Réunissant professionnels du contrôle technique, représentants ministériels et experts, un atelier organisé par la Conect a mis en lumière les défaillances structurelles du secteur de l’inspection technique en Tunisie. Entre appels à la réforme, critiques des procédures et propositions d’évolution, les discussions ont souligné l’urgence d’une refonte juridique et organisationnelle de la filière.
La Presse — Le Groupement professionnel des organismes d’Inspection Technique de la Conect a organisé, récemment à Tunis, un atelier de réflexion autour du «Contrôle technique et sécurité industrielle», notamment les enjeux du secteur, ses défis, mais également ses opportunités d’investissement.

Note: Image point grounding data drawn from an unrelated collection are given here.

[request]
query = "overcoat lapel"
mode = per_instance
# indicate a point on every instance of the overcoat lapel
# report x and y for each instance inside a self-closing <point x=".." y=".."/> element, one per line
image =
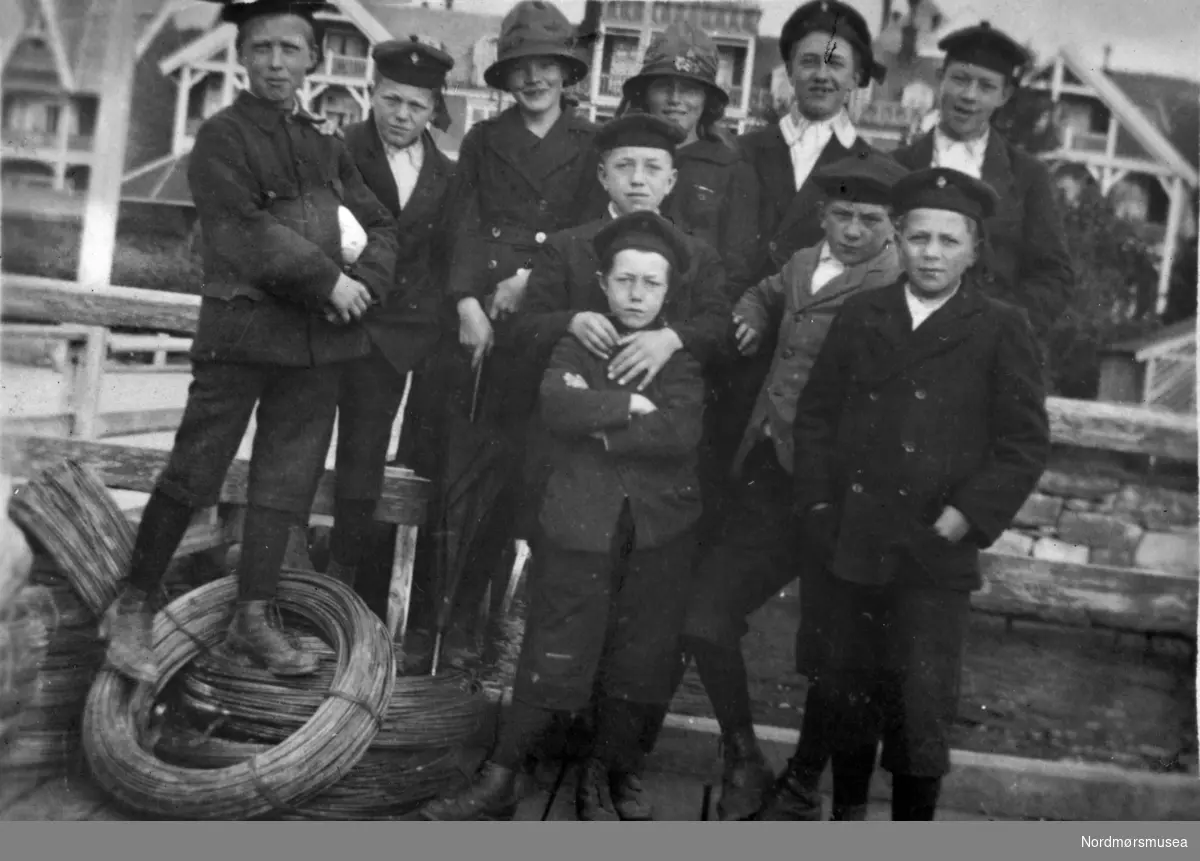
<point x="510" y="143"/>
<point x="895" y="347"/>
<point x="375" y="168"/>
<point x="426" y="194"/>
<point x="805" y="199"/>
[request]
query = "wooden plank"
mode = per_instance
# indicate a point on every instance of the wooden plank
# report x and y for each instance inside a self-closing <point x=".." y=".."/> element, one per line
<point x="1089" y="595"/>
<point x="1121" y="427"/>
<point x="132" y="468"/>
<point x="53" y="300"/>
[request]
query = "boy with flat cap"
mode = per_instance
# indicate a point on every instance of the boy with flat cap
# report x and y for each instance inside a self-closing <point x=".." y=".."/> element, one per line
<point x="407" y="172"/>
<point x="618" y="516"/>
<point x="754" y="553"/>
<point x="918" y="437"/>
<point x="279" y="323"/>
<point x="1026" y="258"/>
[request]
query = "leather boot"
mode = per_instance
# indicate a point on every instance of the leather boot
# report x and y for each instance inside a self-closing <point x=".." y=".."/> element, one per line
<point x="297" y="553"/>
<point x="630" y="799"/>
<point x="593" y="796"/>
<point x="129" y="626"/>
<point x="253" y="634"/>
<point x="346" y="573"/>
<point x="850" y="813"/>
<point x="747" y="781"/>
<point x="493" y="794"/>
<point x="795" y="799"/>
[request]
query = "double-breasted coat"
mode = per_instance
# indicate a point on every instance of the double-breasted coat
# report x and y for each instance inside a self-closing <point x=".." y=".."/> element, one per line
<point x="1026" y="260"/>
<point x="715" y="200"/>
<point x="894" y="425"/>
<point x="267" y="186"/>
<point x="407" y="326"/>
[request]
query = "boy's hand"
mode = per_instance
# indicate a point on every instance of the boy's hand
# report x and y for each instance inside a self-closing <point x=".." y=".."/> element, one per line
<point x="748" y="338"/>
<point x="645" y="353"/>
<point x="509" y="294"/>
<point x="595" y="332"/>
<point x="474" y="330"/>
<point x="952" y="525"/>
<point x="641" y="405"/>
<point x="349" y="299"/>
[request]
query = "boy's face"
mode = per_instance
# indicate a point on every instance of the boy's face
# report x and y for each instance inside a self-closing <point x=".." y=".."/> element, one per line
<point x="401" y="110"/>
<point x="856" y="232"/>
<point x="277" y="53"/>
<point x="823" y="74"/>
<point x="936" y="246"/>
<point x="637" y="178"/>
<point x="636" y="286"/>
<point x="969" y="97"/>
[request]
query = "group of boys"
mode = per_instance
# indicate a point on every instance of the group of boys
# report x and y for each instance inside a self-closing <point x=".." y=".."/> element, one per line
<point x="898" y="429"/>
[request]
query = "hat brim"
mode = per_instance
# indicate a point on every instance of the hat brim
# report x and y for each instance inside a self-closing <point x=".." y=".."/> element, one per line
<point x="576" y="67"/>
<point x="629" y="89"/>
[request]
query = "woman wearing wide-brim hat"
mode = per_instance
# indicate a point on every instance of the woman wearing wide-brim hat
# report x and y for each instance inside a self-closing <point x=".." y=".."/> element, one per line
<point x="521" y="175"/>
<point x="715" y="197"/>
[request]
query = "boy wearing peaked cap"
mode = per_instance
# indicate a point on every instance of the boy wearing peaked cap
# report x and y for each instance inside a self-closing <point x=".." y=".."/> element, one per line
<point x="618" y="516"/>
<point x="280" y="318"/>
<point x="918" y="437"/>
<point x="754" y="553"/>
<point x="403" y="167"/>
<point x="1026" y="257"/>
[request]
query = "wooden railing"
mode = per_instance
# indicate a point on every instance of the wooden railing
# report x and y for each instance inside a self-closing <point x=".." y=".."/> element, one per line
<point x="1017" y="586"/>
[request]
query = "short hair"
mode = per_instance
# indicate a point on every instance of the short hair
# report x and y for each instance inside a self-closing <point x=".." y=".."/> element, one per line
<point x="244" y="30"/>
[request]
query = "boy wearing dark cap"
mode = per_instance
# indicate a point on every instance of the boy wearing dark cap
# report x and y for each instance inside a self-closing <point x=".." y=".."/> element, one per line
<point x="403" y="167"/>
<point x="609" y="592"/>
<point x="279" y="318"/>
<point x="755" y="553"/>
<point x="1026" y="257"/>
<point x="637" y="172"/>
<point x="918" y="437"/>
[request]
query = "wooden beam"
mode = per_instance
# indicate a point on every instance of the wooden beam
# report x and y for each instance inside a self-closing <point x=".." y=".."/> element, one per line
<point x="1120" y="427"/>
<point x="1089" y="595"/>
<point x="133" y="468"/>
<point x="53" y="300"/>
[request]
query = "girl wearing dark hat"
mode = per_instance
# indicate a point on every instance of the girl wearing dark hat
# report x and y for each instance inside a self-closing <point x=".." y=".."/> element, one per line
<point x="521" y="176"/>
<point x="618" y="518"/>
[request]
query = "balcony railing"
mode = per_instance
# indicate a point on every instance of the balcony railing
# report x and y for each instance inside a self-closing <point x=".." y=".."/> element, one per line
<point x="346" y="66"/>
<point x="1085" y="142"/>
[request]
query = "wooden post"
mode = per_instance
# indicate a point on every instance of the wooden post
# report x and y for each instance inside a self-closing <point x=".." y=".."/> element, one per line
<point x="1170" y="242"/>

L’objectif était sans aucun doute de mettre autour d’une table les professionnels du secteur, avec leurs revendications, et les décideurs, qui eux aussi émettent certaines réserves quant au travail de certains bureaux, même si, in fine, l’objectif de l’ensemble des intervenants est de donner un coup de fouet à un secteur qui en a grandement besoin.
D’ailleurs, les organisateurs sont clairs au sujet de leur ambition : «réviser le cadre juridique relatif au secteur, afin d’accompagner l’évolution des activités des entreprises, d’améliorer l’efficacité des procédures et de soutenir l’investissement».

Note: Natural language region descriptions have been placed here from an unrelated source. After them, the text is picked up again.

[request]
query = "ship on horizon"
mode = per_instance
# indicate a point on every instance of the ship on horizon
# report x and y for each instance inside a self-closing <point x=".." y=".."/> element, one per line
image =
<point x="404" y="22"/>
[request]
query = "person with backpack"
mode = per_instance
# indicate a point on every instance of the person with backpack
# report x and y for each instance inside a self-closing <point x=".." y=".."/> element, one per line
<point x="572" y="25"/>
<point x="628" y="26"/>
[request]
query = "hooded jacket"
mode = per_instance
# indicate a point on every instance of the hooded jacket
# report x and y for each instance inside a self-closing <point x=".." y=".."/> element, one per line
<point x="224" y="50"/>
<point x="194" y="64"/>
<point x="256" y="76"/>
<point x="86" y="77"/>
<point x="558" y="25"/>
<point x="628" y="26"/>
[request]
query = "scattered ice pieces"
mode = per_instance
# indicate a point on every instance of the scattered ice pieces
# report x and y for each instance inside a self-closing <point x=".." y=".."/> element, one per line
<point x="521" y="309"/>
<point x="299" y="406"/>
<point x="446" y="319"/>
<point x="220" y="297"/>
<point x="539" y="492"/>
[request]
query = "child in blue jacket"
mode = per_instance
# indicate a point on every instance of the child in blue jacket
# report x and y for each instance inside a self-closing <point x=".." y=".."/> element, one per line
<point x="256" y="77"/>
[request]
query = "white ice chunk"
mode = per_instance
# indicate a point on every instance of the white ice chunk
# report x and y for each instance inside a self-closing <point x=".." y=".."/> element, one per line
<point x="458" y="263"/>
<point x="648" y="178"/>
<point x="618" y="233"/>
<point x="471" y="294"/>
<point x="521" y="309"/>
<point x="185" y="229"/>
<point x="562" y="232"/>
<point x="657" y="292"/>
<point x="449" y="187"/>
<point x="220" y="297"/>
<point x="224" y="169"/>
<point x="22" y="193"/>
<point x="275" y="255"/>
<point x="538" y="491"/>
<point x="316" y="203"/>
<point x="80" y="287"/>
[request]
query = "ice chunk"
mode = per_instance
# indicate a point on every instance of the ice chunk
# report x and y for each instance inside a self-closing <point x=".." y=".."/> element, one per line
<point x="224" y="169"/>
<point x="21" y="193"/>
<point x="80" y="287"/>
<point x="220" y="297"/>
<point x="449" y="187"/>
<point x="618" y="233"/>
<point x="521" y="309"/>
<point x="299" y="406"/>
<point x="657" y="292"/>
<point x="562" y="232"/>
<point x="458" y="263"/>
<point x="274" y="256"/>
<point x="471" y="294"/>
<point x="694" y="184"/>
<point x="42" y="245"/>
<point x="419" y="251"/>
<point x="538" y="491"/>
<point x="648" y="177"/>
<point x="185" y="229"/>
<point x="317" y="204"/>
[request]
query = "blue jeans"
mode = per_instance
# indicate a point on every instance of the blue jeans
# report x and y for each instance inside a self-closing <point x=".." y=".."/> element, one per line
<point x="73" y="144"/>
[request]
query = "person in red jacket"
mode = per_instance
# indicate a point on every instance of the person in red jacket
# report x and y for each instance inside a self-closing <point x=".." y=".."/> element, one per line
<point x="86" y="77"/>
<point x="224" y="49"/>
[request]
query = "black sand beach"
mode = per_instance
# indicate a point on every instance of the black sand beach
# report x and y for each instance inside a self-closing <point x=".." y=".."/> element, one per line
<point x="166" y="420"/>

31 bureaux pour 93.000 établissements
Encore plus clairement, les bureaux d’inspection ne sont pas très satisfaits des cahiers des charges organisant le secteur, qui, à leur sens, sont beaucoup trop rigides pour permettre un quelconque développement des activités.
« La Tunisie compte environ 93.000 établissements industriels pour seulement 31 organismes d’inspection. Ce ratio est jugé largement insuffisant pour couvrir l’ensemble des besoins en contrôle », explique au journal La Presse Montasser Dhief, président du Groupement professionnel des industries maritimes et modérateur du débat.
Une situation qui, selon les professionnels du secteur, est intenable au vu des défis et de l’énorme travail qui devrait être fait au niveau du contrôle technique. Pour Dhief, les professionnels déplorent une sorte de « complexification » des procédures. Alors qu’une décision gouvernementale en 2018 visait à simplifier les démarches, ces dernières ont fini par rendre les procédures plus lourdes, techniquement et financièrement.
Le contrôle technique n’est pas une simple formalité : il permet de sauver des vies et d’éviter des catastrophes. Malheureusement, ces dernières années, une grande partie des incidents enregistrés était la conséquence de l’absence de contrôle technique, ou d’un contrôle technique « au doigt mouillé », c’est-à-dire imprécis. Derrière, se jouent des drames humains, des morts, des blessés, et des responsabilités civiles et pénales. Ce sont ces points qui ont été développés lors de cet échange.
Restructuration et amélioration des compétences
Une proposition a émergé, prise très au sérieux : celle d’une implication de la Fédération tunisienne des sociétés d’assurances (Ftusa), dans le processus. En somme, ce que souhaiteraient les professionnels — pour le bien du secteur mais également pour une plus grande sécurité dans l’industrie — c’est que l’octroi d’une assurance soit conditionné à un contrôle technique préalable.
Une proposition écoutée attentivement par Houssine Bakkouche, chargé de mission «santé et sécurité au travail» auprès du ministre des Affaires sociales, qui a promis de porter cette proposition, tout en rappelant tout l’intérêt qu’accorde le ministère aux questions de sécurité.
Cependant, même s’il affirme comprendre les doléances et semble prêt à agir en faveur du secteur, Houssine Bakkouche est ferme quant à la responsabilité des bureaux de contrôle, qui, selon lui, doivent impérativement faire l’objet d’une restructuration et améliorer la compétence de leurs inspecteurs.
Il a ainsi énuméré un certain nombre de cas où des rapports de contrôle sont bâclés, ou parfois rédigés avec une forme de courtoisie qui peut suggérer l’existence d’une forme de corruption chez certains professionnels. Pour lui, « la vente de certificats » est une réalité impossible à occulter, et c’est là qu’interviennent l’Etat et le législateur. Il faut certes laisser travailler ces bureaux et même les aider à prospérer et à se développer à l’international, mais sévir lorsque c’est nécessaire, particulièrement en cas de non-conformité.
Avec seulement quelques bureaux accrédités, Houssine Bakkouche prône une approche plus souple, avec une stratégie en deux temps : d’abord une période pendant laquelle l’accréditation serait initialement facultative, afin de laisser le temps aux bureaux de se développer et de financer leur système qualité ; ensuite, à l’horizon 2030, parvenir à une accréditation de l’ensemble des bureaux.